# Optimisation of a Logistic Regression Model using Optimx in R

In my last post I used the `optim()` command to optimise a linear regression model. In this post, I am going to take that approach a little further and optimise a logistic regression model in the same manner. Thanks to John C. Nash, I got a first glimpse into the world of optimisation functions in `R`. His book showed me how important it is to compare the results of different optimisation algorithms. Where I used the `base` optimisation function `optim()` in my last post, I will use `optimx()` from the `optimx` package in this post. The `optimx` package and function were developed by Nash and colleagues as a wrapper of the `base` `optim()` function. There are numerous advantages in using `optimx()` instead of `optim()`. In my opinion, among the most important is an easier comparison between different optimisation methods. In case someone is more interested in the variety of optimisation functions and problems that come with them, I can warmly recommend John C. Nash’s book *Nonlinear Parameter Optimisation Using R Tools*.
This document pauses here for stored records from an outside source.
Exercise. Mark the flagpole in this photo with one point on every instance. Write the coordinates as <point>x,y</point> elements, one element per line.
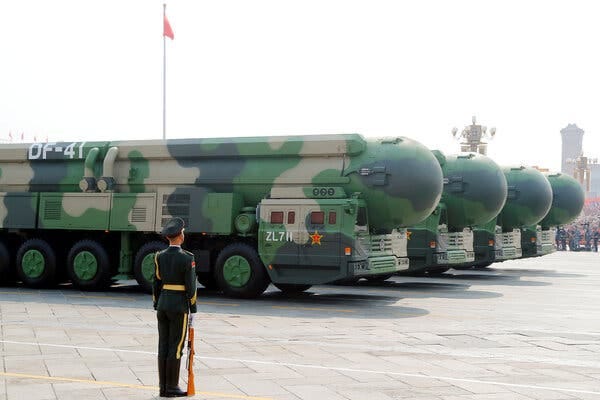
<point>164,76</point>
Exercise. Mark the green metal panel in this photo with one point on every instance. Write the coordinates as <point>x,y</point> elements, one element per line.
<point>18,210</point>
<point>221,209</point>
<point>133,212</point>
<point>74,211</point>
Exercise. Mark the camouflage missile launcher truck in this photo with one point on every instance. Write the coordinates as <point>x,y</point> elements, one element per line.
<point>528,200</point>
<point>567,202</point>
<point>294,211</point>
<point>474,193</point>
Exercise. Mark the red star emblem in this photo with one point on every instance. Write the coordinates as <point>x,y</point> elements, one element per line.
<point>316,238</point>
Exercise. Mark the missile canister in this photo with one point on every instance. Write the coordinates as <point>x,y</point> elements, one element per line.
<point>568,199</point>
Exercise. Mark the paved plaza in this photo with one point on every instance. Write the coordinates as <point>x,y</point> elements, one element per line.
<point>526,329</point>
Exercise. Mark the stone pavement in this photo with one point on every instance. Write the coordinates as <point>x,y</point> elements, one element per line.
<point>525,329</point>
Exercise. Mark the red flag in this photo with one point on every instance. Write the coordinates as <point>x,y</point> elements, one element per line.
<point>168,31</point>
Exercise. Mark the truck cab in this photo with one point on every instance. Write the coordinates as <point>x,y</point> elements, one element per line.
<point>314,237</point>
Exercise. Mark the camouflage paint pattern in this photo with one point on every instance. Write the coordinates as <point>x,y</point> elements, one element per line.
<point>214,184</point>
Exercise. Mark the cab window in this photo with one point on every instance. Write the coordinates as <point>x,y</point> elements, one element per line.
<point>277,217</point>
<point>361,216</point>
<point>332,218</point>
<point>317,218</point>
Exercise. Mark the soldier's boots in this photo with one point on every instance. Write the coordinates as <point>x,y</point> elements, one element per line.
<point>172,379</point>
<point>162,376</point>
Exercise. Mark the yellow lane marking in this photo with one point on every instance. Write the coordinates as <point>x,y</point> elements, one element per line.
<point>128,385</point>
<point>312,309</point>
<point>85,296</point>
<point>70,295</point>
<point>218,304</point>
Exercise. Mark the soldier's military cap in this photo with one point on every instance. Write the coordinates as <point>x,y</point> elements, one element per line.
<point>173,227</point>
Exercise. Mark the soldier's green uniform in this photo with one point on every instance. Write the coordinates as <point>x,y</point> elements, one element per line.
<point>174,297</point>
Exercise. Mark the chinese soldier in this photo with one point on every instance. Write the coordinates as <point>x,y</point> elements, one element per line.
<point>174,298</point>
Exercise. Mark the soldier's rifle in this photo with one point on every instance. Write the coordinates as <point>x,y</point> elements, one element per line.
<point>191,390</point>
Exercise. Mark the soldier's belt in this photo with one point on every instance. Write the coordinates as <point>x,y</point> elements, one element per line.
<point>178,288</point>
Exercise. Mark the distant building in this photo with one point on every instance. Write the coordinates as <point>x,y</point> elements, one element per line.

However, coming back to my main focus: the optimisation of a logistic regression model using the `optimx()` function in R. For this, I would like to use the `icu` data set from the package `aplore3`. The data set contains data from 200 patients in an intensive care unit (ICU) and provides information whether the patient survived their stay or died. The particular question I would like to take a look at is whether the probability of dying during the ICU stay \(P(Y = 1)\) is related to age \((x_1)\) and sex \((x_2)\). In order to do so, I firstly would like to load the data set and set up our variables:

```
# 1. Prefix -------------------------------------------------------------------
# Remove all files from ls
rm(list = ls())
# Loading packages
require(aplore3)
require(optimx)
require(numDeriv)
require(dplyr)
# 2. Loading dataset ----------------------------------------------------------
#Reading the example data set icu from the package aplore3
icu <- as.data.frame(icu)
icu$sta_n <- ifelse(icu$sta == "Died", 1, 0)
icu$female <- ifelse(icu$gender == "Female", 1, 0)
```

The specific model that I would like to use is:

\[ P(Y|x_1, x_2) \sim \alpha + \beta_1 x_1 + \beta_2 x_2\] Using the logistic link-function we can find a linear function for the right side of the equation.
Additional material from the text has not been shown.